How do we preserve this information about what encoding a string uses? Well, there are standard ways to do this. For an email message, you are expected to have a string in the header of the form

Content-Type: text/plain; charset="UTF-8"

For a web page, the original idea was that the web server would return a similar Content-Type http header along with the web page itself -- not in the HTML itself, but as one of the response headers that are sent before the HTML page.

This causes problems. Suppose you have a big web server with lots of sites and hundreds of pages contributed by lots of people in lots of different languages and all using whatever encoding their copy of Microsoft FrontPage saw fit to generate. The web server itself wouldn't really know what encoding each file was written in, so it couldn't send the Content-Type header.

It would be convenient if you could put the Content-Type of the HTML file right in the HTML file itself, using some kind of special tag.
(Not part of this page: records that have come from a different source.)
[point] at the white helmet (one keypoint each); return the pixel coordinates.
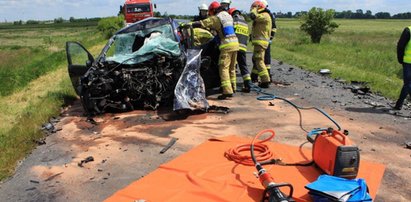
(203, 7)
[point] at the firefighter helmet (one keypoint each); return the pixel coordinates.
(258, 4)
(232, 10)
(203, 7)
(213, 6)
(265, 3)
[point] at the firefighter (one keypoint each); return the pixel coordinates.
(260, 38)
(241, 30)
(404, 58)
(226, 4)
(222, 22)
(202, 13)
(267, 55)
Of course this drove purists crazy... how can you read the HTML file until you know what encoding it's in?! Luckily, almost every encoding in common use does the same thing with characters between 32 and 127, so you can always get this far on the HTML page without starting to use funny letters:

<html>
<head>
<meta http-equiv="Content-Type" content="text/html; charset=utf-8">

But that meta tag really has to be the very first thing in the <head> section because as soon as the web browser sees this tag it's going to stop parsing the page and start over after reinterpreting the whole page using the encoding you specified.
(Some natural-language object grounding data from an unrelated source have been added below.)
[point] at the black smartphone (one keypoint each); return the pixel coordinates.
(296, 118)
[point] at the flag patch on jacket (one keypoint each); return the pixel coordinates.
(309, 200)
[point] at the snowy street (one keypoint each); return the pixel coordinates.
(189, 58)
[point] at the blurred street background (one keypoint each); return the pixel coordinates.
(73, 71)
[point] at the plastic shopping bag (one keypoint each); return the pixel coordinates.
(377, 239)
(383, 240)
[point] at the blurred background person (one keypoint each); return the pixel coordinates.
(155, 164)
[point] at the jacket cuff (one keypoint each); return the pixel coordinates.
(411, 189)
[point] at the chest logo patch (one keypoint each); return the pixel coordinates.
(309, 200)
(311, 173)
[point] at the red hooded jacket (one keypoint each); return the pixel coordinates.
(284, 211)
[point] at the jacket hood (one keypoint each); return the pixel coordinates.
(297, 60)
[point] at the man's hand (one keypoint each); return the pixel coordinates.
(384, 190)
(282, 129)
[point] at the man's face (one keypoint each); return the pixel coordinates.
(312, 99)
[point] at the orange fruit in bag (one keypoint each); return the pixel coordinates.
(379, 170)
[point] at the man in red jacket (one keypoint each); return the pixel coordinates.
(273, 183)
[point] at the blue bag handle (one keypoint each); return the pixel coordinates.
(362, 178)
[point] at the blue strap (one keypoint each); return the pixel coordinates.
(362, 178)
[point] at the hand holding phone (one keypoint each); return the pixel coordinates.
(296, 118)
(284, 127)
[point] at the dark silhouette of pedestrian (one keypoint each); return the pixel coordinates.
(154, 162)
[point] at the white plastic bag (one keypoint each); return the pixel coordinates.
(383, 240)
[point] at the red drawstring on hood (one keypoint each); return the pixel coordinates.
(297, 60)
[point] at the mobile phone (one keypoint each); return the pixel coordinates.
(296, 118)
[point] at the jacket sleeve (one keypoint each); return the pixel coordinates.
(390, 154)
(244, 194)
What do web browsers do if they don't find any Content-Type, either in the http headers or the meta tag? Internet Explorer actually does something quite interesting: it tries to guess, based on the frequency in which various bytes appear in typical text in typical encodings of various languages, what language and encoding was used. Because the various old 8 bit code pages tended to put their national letters in different ranges between 128 and 255, and because every human language has a different characteristic histogram of letter usage, this actually has a chance of working. It's truly weird, but it does seem to work often enough that naïve web-page writers who never knew they needed a Content-Type header look at their page in a web browser and it looks ok, until one day, they write something that doesn't exactly conform to the letter-frequency-distribution of their native language, and Internet Explorer decides it's Korean and displays it thusly, proving, I think, the point that Postel's Law about being "conservative in what you emit and liberal in what you accept" is quite frankly not a good engineering principle. Anyway, what does the poor reader of this website, which was written in Bulgarian but appears to be Korean (and not even cohesive Korean), do? He uses the View | Encoding menu and tries a bunch of different encodings (there are at least a dozen for Eastern European languages) until the picture comes in clearer. If he knew to do that, which most people don't.
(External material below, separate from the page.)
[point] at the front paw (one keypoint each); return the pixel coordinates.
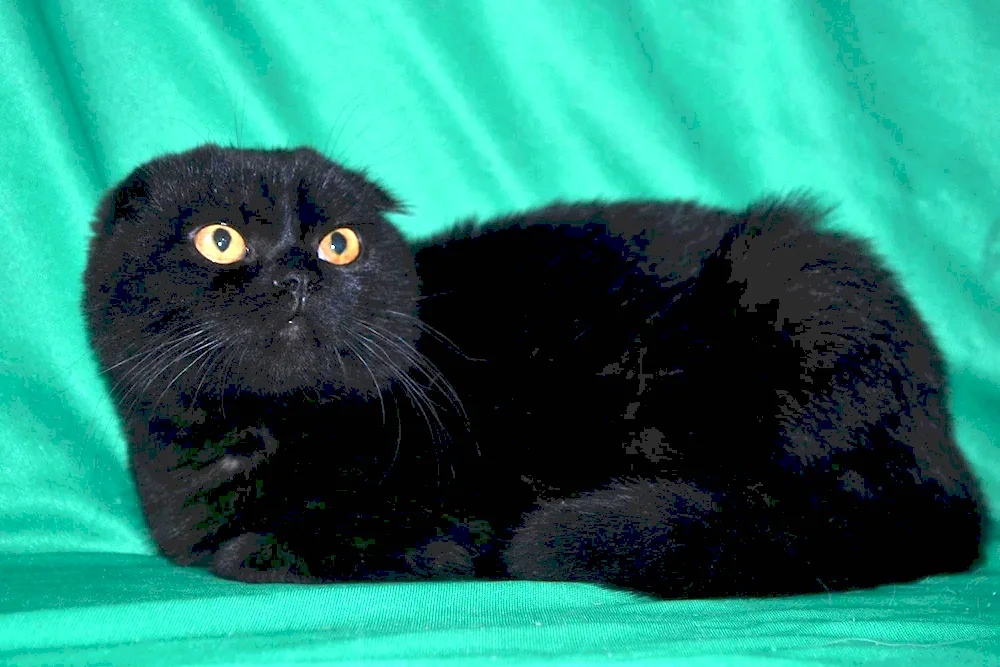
(258, 558)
For the latest version of CityDesk, the web site management software published by my company, we decided to do everything internally in UCS-2 (two byte) Unicode, which is what Visual Basic, COM, and Windows NT/2000/XP use as their native string type. In C++ code we just declare strings as wchar_t ("wide char") instead of char and use the wcs functions instead of the str functions (for example wcscat and wcslen instead of strcat and strlen). To create a literal UCS-2 string in C code you just put an L before it as so: L"Hello".

When CityDesk publishes the web page, it converts it to UTF-8 encoding, which has been well supported by web browsers for many years. That's the way all 29 language versions of Joel on Software are encoded and I have not yet heard a single person who has had any trouble viewing them.

This article is getting rather long, and I can't possibly cover everything there is to know about character encodings and Unicode, but I hope that if you've read this far, you know enough to go back to programming, using antibiotics instead of leeches and spells, a task to which I will leave you now.